I am a beginner and working on a time series prediction for stock prices. However, using the rolling window technique I am fetching 20 days of the stock price and inserting the values into a tensor and labelling the 21 day as the day I want to predict. Currently I am only using the closing price of the stock, hence it is univariate. The input tensor that is passed to the forward method looks like the following:

tensor([[[0.6675],
[0.7126],
[0.7064],
[0.7311],
[0.7539],
[0.6859],
[0.7271],
[0.7601],
[0.7252],
[0.7723],
[0.6569],
[0.6262],
[0.7044],
[0.7456],
[0.7087],
[0.7126],
[0.6510],
[0.6694],
[0.6859],
[0.7417]]])

My questions are:

  1. The output is in the size torch.Size([20, 1]) after the linear layer and to extract the correct value I am taking the last value of the tensor of the linear layer, t = t[-1]. Is this the correct way to do it?

  2. The documentation writes that the input tensor should be: (seq_len, batch, input_size). I am wondering if my rolling window tensor correct? What confuses me is that I assume the sequence length should be 20? But by printing my tensor shape I obtain: torch.Size([1, 20, 1]). Should I reshape the input into torch.Size([20, 1, 1])?

  3. In regards to the first question is there a way to implement the model so I do not have to extract the last value according to t = t[-1]? In other words can the linear layer directly give the last value, the 21st prediction or should I keep it as it is?

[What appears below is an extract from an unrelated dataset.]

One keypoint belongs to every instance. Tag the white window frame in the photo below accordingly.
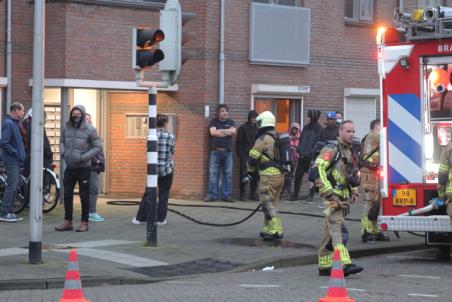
(357, 11)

I would really appreciate it if someone could point me into the right direction or drop a link to a good source that explains the questions I have. Below is the model:

class LSTM(nn.Module):
    def __init__(self, input_size, hidden_size, num_layers, output_size,batch_size):
        super(LSTM, self).__init__()
        self.input_size = input_size  #1
        self.hidden_size = hidden_size # 32
        self.num_layers = num_layers # 2
        self.output_size = output_size # 1
        self.batch_size = batch_size # 1
        self.lstm = nn.LSTM(self.input_size, self.hidden_size, self.num_layers)
        self.linear = nn.Linear(hidden_size, output_size)
        
    def hidden_cell(self,t):
        h_0,c_0 = (torch.zeros(self.num_layers, t.shape[1], self.hidden_size), 
        torch.zeros(self.num_layers, t.shape[1], self.hidden_size))
        return h_0,c_0 
        
    def forward(self, t):
        t, (h_n,c_n) = self.lstm(t, (self.hidden_cell(t)))
        t = t.view(-1, self.hidden_size)
        t = self.linear(t)
        t = t[-1]
        return t

Thank you.

The problem that I currently see is that you use the output of the self.lstm for the next layer. Let me use different names to avoid confusion:

 output, (h_n,c_n) = self.lstm(t, (self.hidden_cell(t)))

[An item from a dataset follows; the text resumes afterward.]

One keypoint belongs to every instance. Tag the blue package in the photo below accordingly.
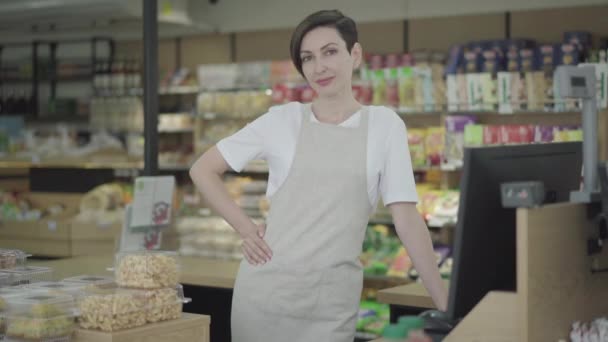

Now output should has the shape (20, 1, 32); note that output gives you the hidden states for all 20 steps. The problem is that after:

t = output.view(-1, self.hidden_size)

t has the shape (20, 32). For the linear layer that means that you give it a batch of size 20. The linear layer doesn’t now or care that the 20 comes from the number of steps. It’s a semantic error. Hence your output shape is (20, 1). But what you want is (1, 1) since your batch size and output size is 1.

You have to use only the last layer of last hidden state h_n[-1] instead of output. h_n has the shape (2, 1, 32) since you have 2 layers. This h_n[-1] has the shape (1, 32). And then you also don’t need the view() no more. You can do directly

t = self.linear(h_n[-1])

Which will give you the right final output with a shape of (1, 1) or (batch_size, 1) once you have batches with more then one sequence.

Thank you, your advice helped me so much!